Tammy has been leading the way on a number of environmentally conscious improvements in our house. We’ve done a lot of big things like our solar heat project and buying wind credits for all of our electricity. But these larger efforts are somewhat “mailing it in”. You do them once, write a check to someone, and continue as you always have. They don’t require you to change behavior at all. Recently we’ve been working harder on these types of change, including starting to compost and using air conditioning more sparingly. Tammy however has been pushing even farther, looking at where she buys clothing, where items comes from and what we bring into the kitchen.

Over the last year or so we’ve weened ourself off of the traditional grocery stores. We’ve been longtime co-op members and shop at Lakewinds. However, for a long time we supplemented with occasional trips to “normal” grocery stores for other items. We no longer do this, having pushed those items out of our kitchen. We can happily report there are no trans-fats, and no high-fructose (or otherwise) corn syrup products in our house. Shopping exclusively at a co-op makes this much easier to do. We recently got new sheets for our bed and she persisted her search there. She found bedsheets made of bamboo that have a much smaller footprint on the environment. By the way, the bamboo sheets are awesome.

She has recently declared no more bottled watter. She read Garbageland a while ago and that really got her thinking about trash (hence our push into composting) and bottled water is a huge problem in this regard. We now all have our Sigg bottles and eschew the ubiquitous bottled water in favor of bringing our own along. The September 7th edition of The Week goes into much more detail on this problem in it’s briefing entitled The High Price of Bottled Water. Here are some highlights I felt needed to be shared.

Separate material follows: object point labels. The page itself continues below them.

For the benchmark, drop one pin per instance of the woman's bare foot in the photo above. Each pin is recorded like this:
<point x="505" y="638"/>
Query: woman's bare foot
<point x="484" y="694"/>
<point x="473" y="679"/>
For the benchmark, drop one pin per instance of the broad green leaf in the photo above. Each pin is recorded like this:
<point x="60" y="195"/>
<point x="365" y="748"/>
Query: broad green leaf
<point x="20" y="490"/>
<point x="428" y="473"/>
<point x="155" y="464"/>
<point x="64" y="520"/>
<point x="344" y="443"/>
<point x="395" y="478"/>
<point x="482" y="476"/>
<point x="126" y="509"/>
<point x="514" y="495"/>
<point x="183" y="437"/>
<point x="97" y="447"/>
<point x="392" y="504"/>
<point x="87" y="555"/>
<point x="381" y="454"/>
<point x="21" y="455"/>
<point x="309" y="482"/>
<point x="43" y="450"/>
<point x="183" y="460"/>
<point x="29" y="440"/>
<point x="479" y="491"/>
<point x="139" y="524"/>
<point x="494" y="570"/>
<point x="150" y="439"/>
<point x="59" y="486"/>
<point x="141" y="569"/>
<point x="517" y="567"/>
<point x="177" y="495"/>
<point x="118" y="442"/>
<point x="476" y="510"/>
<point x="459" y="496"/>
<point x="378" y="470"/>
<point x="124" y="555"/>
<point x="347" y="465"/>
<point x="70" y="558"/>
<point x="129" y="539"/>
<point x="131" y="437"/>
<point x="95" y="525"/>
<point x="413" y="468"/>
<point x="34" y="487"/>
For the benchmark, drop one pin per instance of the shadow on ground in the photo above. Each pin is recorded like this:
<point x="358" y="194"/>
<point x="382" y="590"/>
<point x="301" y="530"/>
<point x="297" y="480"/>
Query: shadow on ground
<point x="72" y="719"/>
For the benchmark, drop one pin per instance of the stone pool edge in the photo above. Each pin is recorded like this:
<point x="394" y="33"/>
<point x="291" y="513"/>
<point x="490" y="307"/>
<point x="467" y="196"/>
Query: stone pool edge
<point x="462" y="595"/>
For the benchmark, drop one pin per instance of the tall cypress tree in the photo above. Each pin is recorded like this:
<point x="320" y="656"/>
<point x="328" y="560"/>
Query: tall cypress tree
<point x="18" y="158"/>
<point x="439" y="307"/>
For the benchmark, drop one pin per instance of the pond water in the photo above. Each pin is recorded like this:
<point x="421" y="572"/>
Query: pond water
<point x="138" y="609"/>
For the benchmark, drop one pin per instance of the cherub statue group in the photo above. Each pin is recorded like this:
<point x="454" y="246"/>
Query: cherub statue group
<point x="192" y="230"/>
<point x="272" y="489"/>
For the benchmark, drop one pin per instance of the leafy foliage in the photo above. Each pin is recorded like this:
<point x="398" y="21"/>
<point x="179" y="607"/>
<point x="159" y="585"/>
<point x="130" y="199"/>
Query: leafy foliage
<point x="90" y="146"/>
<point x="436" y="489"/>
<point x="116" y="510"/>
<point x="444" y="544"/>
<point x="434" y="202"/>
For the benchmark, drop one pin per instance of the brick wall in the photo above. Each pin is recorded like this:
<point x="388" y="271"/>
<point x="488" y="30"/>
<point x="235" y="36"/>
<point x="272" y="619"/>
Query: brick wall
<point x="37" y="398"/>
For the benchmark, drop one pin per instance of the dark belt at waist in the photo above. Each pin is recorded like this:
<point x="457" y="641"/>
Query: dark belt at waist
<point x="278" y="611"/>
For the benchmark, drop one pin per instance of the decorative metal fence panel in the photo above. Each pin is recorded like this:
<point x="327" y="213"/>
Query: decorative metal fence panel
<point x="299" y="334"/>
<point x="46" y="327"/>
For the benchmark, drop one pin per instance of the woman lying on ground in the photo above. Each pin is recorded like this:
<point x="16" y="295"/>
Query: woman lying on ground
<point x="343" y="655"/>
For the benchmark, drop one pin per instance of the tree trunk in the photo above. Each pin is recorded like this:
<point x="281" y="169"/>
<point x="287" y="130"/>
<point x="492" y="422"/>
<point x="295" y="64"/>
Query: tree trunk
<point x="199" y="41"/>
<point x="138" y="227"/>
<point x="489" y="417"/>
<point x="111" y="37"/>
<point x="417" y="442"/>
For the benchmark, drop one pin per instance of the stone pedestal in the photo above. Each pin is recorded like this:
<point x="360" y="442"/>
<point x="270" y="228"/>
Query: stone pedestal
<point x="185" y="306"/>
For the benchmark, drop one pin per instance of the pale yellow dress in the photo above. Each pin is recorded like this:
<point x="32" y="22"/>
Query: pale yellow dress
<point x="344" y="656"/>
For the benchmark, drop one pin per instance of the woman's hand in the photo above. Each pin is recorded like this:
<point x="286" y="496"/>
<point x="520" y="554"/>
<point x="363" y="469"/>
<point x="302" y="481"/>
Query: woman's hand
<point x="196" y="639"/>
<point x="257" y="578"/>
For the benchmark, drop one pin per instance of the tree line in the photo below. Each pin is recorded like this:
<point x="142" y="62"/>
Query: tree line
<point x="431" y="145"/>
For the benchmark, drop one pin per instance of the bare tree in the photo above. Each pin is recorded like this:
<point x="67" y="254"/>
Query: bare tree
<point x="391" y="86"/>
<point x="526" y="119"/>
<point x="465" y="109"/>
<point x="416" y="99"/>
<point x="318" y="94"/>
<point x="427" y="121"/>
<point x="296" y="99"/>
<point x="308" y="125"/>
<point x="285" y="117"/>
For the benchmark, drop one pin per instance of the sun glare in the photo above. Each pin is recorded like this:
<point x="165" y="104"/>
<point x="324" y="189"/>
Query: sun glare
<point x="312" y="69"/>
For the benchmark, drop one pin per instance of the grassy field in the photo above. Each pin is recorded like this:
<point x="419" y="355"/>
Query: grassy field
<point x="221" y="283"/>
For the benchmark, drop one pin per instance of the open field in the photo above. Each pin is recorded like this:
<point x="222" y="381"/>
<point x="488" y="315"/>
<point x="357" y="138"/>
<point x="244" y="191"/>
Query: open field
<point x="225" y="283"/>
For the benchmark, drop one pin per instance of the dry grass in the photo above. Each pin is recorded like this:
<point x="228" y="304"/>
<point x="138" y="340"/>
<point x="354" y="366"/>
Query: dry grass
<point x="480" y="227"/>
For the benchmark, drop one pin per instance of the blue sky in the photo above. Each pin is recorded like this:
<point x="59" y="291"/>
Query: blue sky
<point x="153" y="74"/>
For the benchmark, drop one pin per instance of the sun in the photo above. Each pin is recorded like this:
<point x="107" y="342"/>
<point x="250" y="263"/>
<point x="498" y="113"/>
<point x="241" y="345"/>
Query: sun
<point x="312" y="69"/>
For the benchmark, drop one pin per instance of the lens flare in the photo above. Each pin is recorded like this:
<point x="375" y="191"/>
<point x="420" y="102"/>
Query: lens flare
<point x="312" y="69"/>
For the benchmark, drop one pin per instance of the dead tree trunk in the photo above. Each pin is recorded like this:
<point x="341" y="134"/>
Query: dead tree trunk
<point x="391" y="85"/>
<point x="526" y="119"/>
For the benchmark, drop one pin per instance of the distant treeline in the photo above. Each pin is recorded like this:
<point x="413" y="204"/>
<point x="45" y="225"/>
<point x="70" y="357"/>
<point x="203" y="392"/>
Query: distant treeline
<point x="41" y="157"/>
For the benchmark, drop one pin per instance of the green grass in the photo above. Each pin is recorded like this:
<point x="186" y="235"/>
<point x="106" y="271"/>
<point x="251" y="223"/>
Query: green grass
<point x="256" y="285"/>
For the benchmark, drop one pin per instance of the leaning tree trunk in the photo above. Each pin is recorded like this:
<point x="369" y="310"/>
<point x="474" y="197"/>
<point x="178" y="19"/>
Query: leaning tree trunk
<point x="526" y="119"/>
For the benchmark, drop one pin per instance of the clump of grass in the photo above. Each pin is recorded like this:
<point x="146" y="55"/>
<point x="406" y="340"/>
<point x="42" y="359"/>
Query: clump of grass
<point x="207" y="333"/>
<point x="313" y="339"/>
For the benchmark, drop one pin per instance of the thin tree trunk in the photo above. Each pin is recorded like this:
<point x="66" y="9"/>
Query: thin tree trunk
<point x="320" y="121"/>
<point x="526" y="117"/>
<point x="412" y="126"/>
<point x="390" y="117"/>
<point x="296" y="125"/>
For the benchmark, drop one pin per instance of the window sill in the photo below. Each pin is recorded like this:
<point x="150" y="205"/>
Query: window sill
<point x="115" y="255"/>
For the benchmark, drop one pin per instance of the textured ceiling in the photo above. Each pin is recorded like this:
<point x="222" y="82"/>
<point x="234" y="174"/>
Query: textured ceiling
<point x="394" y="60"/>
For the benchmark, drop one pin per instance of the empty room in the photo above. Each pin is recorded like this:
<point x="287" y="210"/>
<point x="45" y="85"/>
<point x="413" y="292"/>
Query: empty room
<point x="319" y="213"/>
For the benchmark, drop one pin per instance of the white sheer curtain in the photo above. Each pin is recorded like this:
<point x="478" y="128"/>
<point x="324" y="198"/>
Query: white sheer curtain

  • In 2006 American’s consumed 30 billion bottles of water spending $15 billion. Think of those 30 billion water bottles in landfills. Only 25% of them are recycled. (Okay, 22.5 billion water bottles in landfills.) That’s 2 billion pounds of plastic.
  • 75% of New Yorkers when given a blind taste test prefered New York city tapwater to bottled water.
  • EPA standards for city water are more strict than FDA standards for bottled water. For example, city water is tested 100 or more times a month for coliform bacteria, and bottled water once a week.
  • It takes 1.5 million barrels of crude oil to create the plastic bottles. 37,800 18-wheelers are in use every day to haul bottled water around the US.
  • If you paid for your tap water at the same rate you pay for bottled water, your water bill would cost $9,000 a month.

The only value being provided here is convenience. The water isn’t better. It’s just in a nice, convenient package. A simple change in behavior could help us out in so many ways.

I’ll be carrying my Sigg bottle more often… get yourself one!